In 1972, Gino Ferri, a fellow Toronto teacher, asked if we’d be willing to babysit Celia for a couple of weeks. Celia was his pet raccoon. Little did we know how much we were to learn about the behaviour of raccoons.
Like any two-year old, raccoons are ever curious, like to be kept busy and are always looking for snacks. To keep Celia occupied we’d give her a large cookie jar, filled with nuts, bolts, screws, pebbles and a few Cheerios. Just like Alice (the Credit River ‘coon I told you about last year), Celia had ever-busy hands. She was content to sit on the kitchen floor, the jar between her legs, her little hands exploring the contents of the jar until she was able to ferret out an occasional Cheerio. It looked as if her black mask prevented her from exploring with her eyes. Her paws made her ultra-dexterous, but she could not text because she did not have opposable thumbs.

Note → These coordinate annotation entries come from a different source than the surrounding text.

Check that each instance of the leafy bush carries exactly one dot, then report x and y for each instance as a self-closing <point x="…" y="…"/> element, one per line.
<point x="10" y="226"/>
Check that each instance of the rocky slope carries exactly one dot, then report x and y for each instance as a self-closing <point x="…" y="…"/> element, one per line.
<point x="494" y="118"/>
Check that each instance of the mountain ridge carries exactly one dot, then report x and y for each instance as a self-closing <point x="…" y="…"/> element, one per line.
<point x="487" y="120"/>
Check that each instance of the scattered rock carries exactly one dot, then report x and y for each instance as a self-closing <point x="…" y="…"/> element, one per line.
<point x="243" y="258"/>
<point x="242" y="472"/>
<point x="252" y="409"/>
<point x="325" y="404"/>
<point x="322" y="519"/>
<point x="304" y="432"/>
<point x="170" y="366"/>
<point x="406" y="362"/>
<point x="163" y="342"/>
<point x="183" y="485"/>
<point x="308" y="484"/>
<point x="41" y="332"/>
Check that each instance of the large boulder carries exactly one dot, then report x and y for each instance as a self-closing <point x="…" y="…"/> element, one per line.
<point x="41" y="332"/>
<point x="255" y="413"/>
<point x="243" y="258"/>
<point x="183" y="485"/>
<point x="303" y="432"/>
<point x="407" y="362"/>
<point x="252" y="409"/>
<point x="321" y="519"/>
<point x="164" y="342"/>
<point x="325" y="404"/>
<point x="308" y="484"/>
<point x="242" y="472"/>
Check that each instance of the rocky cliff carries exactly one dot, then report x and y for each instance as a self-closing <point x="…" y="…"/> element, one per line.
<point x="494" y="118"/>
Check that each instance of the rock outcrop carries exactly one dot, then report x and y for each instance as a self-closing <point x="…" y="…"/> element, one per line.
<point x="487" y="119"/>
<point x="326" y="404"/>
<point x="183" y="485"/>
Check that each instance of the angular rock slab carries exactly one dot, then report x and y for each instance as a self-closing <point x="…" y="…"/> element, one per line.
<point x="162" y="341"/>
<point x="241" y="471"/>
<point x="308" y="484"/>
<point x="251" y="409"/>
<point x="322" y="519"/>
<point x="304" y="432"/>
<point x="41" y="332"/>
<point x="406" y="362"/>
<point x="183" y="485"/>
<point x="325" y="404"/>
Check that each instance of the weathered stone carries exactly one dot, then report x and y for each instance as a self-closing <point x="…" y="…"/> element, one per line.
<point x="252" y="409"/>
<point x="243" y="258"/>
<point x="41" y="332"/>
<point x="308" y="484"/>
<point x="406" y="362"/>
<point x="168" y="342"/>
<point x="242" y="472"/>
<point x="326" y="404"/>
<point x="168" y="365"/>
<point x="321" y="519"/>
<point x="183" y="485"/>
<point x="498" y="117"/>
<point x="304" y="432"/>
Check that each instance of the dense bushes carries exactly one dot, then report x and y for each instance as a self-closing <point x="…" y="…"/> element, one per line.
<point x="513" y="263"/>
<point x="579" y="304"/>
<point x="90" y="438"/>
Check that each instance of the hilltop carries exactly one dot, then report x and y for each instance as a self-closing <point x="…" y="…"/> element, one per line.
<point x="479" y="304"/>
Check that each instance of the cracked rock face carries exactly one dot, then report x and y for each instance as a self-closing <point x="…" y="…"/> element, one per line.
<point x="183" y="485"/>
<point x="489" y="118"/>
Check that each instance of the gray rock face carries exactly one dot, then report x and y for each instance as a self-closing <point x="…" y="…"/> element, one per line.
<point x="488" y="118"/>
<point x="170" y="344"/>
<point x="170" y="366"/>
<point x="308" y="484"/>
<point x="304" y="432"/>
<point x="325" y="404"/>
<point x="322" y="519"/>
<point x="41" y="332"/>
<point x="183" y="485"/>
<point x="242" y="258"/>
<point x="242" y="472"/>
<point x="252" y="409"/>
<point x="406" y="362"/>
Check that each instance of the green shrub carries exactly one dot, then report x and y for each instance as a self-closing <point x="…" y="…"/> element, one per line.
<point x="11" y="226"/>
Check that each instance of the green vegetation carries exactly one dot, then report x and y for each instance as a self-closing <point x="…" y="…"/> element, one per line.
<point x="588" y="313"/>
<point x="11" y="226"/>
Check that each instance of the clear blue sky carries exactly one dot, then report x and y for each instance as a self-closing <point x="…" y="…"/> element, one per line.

Robbers and raccoons tend to be nocturnal. When we’d go to bed, Celia would sometimes rob us of our sleep. She’d shuffle onto our bed, sit on my chest, then use her dexterous little paws to pry open one of my eyelids, as if to ask, “Are you in there? Let’s play!”
In frustration, one night I locked Celia in the bathroom. Sometime later I was jolted awake by a clatter, a loud chatter, followed by the sound of a flush, then a ferocious scream, which would best be translated as “#!!XX&***$!!” (raccoon expletives). She had climbed the shelving above the toilet, slipped, fallen onto the toilet flush handle, then into the swirling waters of the toilet bowl.
Celia liked going for bike rides. Her hind legs would rest on my shoulders, her front legs wrapped around my head, her paws tending to obscure my vision. To the casual observer, it would look as if I was wearing a Davy Crockett hat.